Data mining (API) tweet collection for academic research--security changes?


#1

I am part of an academic research group who has been using Tweepy Twitter API and Twitter Advanced Search to collect tweets on health topics.
We collected a number of tweets from a variety of sources (personal twitter accounts, organization and company accounts) in Feb, but when we attempted to collect more at the end of April, beginning of May, Tweets seem to only be coming from formal sources (organizations etc) and not personal accounts.
Has something in the security settings changed? Will we still have access to all tweets if we purchase the Premium API Search?


#2

It sounds like you’re using the standard search API and Tweepy to run searches on specific terms?

There have been no changes that I’m aware of either in terms of the search index, or in security, that would cause the volume of Tweets matching your queries to drop - are there specific Tweets that you believe should be returned by your code that are not appearing?

It would be very helpful if you were able to provide specific examples, and sample code.


#3

Yes that is what we have been doing (standard search API and Tweepy), as well as using Twitter Advanced Search (https://twitter.com/search-advanced?lang=en) and Evernote to download–all have been giving similar results.

Some Tweets we are expecting to see like these are not appearing in either search:


We want to collect as many tweets as we can on the topic from Jan 1 to Dec 31 2017. Is there a better method you can recommend to do this?

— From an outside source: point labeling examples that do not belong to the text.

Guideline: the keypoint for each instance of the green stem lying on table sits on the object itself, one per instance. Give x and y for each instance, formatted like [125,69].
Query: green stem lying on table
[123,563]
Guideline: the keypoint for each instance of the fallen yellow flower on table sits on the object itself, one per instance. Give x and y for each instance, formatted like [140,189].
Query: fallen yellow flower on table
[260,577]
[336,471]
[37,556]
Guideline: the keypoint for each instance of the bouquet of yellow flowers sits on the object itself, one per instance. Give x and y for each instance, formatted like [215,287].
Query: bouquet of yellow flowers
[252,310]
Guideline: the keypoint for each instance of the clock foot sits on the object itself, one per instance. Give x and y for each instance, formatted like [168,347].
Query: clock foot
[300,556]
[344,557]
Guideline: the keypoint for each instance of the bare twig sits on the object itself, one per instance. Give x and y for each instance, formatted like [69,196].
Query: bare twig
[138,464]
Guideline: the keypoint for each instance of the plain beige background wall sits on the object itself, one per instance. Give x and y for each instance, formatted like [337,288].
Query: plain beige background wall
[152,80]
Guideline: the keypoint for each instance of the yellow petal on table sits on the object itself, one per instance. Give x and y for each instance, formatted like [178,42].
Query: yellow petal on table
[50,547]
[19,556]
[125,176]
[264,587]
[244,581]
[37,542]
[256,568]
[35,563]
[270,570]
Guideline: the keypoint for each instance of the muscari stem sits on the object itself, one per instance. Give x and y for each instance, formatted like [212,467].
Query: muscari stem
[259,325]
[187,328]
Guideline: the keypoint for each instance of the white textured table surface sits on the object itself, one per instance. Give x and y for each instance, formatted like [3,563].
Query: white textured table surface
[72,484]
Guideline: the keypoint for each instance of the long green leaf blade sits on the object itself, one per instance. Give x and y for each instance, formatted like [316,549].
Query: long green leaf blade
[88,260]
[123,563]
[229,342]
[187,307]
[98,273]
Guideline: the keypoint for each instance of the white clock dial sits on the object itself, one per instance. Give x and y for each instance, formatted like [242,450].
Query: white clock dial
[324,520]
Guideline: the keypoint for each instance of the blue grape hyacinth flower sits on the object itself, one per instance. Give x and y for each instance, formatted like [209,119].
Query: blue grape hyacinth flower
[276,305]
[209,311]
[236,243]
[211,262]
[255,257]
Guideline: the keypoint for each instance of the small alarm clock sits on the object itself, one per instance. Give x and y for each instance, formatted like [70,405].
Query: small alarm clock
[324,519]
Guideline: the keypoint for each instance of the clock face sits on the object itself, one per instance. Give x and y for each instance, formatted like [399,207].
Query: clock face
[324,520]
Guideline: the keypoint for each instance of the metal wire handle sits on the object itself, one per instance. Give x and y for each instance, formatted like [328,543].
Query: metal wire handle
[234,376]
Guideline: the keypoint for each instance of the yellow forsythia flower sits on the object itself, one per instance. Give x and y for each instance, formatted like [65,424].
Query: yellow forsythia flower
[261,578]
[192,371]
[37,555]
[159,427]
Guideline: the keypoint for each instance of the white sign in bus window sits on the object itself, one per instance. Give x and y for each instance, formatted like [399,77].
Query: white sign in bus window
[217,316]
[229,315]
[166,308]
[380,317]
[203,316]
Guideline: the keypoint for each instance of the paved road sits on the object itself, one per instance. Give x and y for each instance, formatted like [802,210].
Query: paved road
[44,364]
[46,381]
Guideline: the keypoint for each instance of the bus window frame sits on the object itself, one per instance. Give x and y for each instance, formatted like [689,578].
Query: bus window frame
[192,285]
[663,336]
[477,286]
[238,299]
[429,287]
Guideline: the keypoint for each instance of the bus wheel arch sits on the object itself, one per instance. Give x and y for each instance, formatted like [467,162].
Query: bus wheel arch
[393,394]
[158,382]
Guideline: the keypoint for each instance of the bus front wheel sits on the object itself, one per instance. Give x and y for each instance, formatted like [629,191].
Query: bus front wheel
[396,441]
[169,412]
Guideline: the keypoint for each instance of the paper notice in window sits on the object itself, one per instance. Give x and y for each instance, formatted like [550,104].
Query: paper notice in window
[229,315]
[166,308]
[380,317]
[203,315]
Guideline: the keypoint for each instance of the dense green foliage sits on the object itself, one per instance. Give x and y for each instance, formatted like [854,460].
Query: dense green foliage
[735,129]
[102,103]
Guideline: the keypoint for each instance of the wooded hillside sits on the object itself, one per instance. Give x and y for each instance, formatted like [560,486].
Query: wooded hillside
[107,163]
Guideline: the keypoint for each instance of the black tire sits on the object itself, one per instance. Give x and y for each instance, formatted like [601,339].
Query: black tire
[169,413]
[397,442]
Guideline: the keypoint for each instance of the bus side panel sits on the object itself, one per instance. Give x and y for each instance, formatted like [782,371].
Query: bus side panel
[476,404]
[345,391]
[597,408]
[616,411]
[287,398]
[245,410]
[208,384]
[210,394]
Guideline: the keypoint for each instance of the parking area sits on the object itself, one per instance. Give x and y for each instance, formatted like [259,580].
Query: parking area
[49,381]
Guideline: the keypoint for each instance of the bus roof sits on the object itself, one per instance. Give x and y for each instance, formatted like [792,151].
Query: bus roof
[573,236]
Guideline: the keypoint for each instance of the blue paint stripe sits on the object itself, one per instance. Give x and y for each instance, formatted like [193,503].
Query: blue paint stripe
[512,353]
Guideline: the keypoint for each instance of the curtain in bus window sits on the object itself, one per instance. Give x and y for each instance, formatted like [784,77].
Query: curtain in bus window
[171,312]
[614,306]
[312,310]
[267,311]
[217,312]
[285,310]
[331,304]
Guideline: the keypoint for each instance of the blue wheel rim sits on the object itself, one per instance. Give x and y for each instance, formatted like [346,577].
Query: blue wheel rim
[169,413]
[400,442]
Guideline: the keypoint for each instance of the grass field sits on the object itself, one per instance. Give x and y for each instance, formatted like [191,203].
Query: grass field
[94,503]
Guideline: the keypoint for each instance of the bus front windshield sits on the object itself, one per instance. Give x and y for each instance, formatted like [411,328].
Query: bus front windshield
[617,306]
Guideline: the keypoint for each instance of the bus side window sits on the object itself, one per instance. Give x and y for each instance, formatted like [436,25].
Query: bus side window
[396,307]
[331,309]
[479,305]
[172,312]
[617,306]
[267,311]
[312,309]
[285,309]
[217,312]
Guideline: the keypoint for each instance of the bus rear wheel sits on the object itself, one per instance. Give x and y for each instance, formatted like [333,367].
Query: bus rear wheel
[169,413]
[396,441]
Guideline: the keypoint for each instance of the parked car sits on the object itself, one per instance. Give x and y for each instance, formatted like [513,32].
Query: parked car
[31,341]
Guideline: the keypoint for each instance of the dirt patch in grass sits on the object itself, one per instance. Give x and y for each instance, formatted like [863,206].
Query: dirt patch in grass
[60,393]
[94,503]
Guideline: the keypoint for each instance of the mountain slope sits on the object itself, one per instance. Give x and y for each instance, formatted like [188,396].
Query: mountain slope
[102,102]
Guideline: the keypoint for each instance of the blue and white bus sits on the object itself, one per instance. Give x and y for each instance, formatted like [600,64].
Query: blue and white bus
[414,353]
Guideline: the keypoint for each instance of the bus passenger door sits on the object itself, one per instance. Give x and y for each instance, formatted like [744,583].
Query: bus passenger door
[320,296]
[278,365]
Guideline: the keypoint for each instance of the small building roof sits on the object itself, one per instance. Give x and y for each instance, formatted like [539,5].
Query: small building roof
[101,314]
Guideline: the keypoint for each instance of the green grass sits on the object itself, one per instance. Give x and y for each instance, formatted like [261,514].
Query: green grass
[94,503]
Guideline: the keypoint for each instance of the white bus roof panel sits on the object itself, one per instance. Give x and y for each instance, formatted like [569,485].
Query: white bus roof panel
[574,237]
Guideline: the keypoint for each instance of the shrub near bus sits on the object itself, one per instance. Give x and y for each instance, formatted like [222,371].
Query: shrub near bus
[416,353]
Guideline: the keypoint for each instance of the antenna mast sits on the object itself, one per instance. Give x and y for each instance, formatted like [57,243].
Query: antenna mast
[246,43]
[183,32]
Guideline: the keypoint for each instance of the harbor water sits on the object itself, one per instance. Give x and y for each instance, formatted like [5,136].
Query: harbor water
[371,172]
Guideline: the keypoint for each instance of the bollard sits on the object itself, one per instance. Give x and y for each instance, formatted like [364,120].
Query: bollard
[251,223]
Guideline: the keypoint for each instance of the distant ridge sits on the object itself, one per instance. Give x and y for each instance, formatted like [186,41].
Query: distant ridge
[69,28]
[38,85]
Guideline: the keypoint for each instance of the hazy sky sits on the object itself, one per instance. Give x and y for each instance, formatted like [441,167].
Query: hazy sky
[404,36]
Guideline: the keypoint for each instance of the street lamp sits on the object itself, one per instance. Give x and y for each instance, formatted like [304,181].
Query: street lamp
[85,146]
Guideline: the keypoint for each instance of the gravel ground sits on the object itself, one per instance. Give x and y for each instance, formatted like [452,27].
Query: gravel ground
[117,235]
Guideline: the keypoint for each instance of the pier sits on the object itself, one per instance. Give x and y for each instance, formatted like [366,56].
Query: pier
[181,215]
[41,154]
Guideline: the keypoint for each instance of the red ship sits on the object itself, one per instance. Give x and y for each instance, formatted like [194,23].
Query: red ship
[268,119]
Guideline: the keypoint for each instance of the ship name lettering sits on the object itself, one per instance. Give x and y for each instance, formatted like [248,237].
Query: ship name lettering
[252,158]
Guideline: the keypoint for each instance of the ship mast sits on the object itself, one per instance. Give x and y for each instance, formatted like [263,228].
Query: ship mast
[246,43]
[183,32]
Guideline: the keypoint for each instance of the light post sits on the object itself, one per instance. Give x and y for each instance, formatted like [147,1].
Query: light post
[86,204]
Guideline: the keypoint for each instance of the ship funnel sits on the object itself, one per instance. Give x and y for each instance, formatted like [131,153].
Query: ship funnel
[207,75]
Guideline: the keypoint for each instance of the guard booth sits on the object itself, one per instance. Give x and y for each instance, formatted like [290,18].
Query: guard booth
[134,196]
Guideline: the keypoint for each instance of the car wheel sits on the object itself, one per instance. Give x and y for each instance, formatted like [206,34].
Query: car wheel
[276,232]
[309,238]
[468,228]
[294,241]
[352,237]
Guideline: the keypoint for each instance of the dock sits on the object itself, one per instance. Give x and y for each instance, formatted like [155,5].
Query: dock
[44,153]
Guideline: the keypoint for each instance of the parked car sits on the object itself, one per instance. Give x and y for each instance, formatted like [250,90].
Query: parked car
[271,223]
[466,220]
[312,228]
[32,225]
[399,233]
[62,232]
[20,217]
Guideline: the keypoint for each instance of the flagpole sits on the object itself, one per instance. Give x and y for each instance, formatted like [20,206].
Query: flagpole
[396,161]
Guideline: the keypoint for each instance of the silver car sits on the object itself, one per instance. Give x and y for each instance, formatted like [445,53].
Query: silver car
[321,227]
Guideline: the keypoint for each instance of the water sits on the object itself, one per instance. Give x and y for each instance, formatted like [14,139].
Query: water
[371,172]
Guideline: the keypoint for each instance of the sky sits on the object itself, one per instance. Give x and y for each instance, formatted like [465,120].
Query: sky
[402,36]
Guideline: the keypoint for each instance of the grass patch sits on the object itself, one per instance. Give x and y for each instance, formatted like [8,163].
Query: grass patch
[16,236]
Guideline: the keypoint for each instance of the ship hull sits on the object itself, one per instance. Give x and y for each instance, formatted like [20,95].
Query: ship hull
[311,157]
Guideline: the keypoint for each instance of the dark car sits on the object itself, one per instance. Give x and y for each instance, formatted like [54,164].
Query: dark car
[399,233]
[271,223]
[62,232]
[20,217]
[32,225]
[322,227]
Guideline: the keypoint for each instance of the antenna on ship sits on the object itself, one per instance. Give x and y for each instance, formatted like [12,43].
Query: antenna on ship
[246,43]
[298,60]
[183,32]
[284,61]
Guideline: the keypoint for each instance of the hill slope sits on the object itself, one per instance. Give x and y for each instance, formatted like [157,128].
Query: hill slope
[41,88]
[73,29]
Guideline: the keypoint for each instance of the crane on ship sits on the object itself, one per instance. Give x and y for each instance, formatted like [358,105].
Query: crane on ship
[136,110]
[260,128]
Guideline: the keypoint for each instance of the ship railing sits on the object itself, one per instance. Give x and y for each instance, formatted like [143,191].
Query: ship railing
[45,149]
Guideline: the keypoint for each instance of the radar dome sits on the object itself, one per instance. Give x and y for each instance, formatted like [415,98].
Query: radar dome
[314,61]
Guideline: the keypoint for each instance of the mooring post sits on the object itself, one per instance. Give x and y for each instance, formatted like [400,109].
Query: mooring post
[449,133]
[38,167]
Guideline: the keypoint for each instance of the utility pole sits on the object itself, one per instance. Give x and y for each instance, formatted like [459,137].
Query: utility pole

here is the code we are using on standard search API and Tweepy

import tweepy

consumer_key = "Xxxxxxx"
consumer_secret = "bxxxxxxx"

auth = tweepy.OAuthHandler(consumer_key=consumer_key, consumer_secret=consumer_secret)

api = tweepy.API(auth)

results = api.search(q="breastfeeding", count="100", geocode="45.391758,-75.7234487,25km")

def print_tweet(tweet):
    print "<tweet>"
    print "<handle>@%s</handle>" % (tweet.user.screen_name)
    print "<profilelocation><%s/profilelocation>" % (tweet.author.location)
    print "<coordinates>%s</coordinates>" % (tweet.coordinates)
    print "<geotag>%s</geotag>" % (tweet.geo)
    print "<username>%s</username>" % (tweet.user.name)
    print "<timestamp>%s</timestamp>" % (tweet.created_at)
    print "<text>%s</text>" % (tweet.text)
    print "</tweet>"
for i in range(len(results)):
    print_tweet(results[i])

#4

The standard search API does not support searching outside of a seven day window from today’s date. Also, note that you’ve included a geo filter which will heavily restrict the number of results that you’ll see - only a small percentage of Tweets are geotagged (in the 2-3% range) so that will reduce the effectiveness of this search.

In order to do a search that covers Jan 1 to Dec 31 2017 you’d need to apply for access to the new premium full archive search API. However, tweepy has not yet been updated to work with the premium APIs, so you’d probably want to look at an alternative like our search-tweets Python library.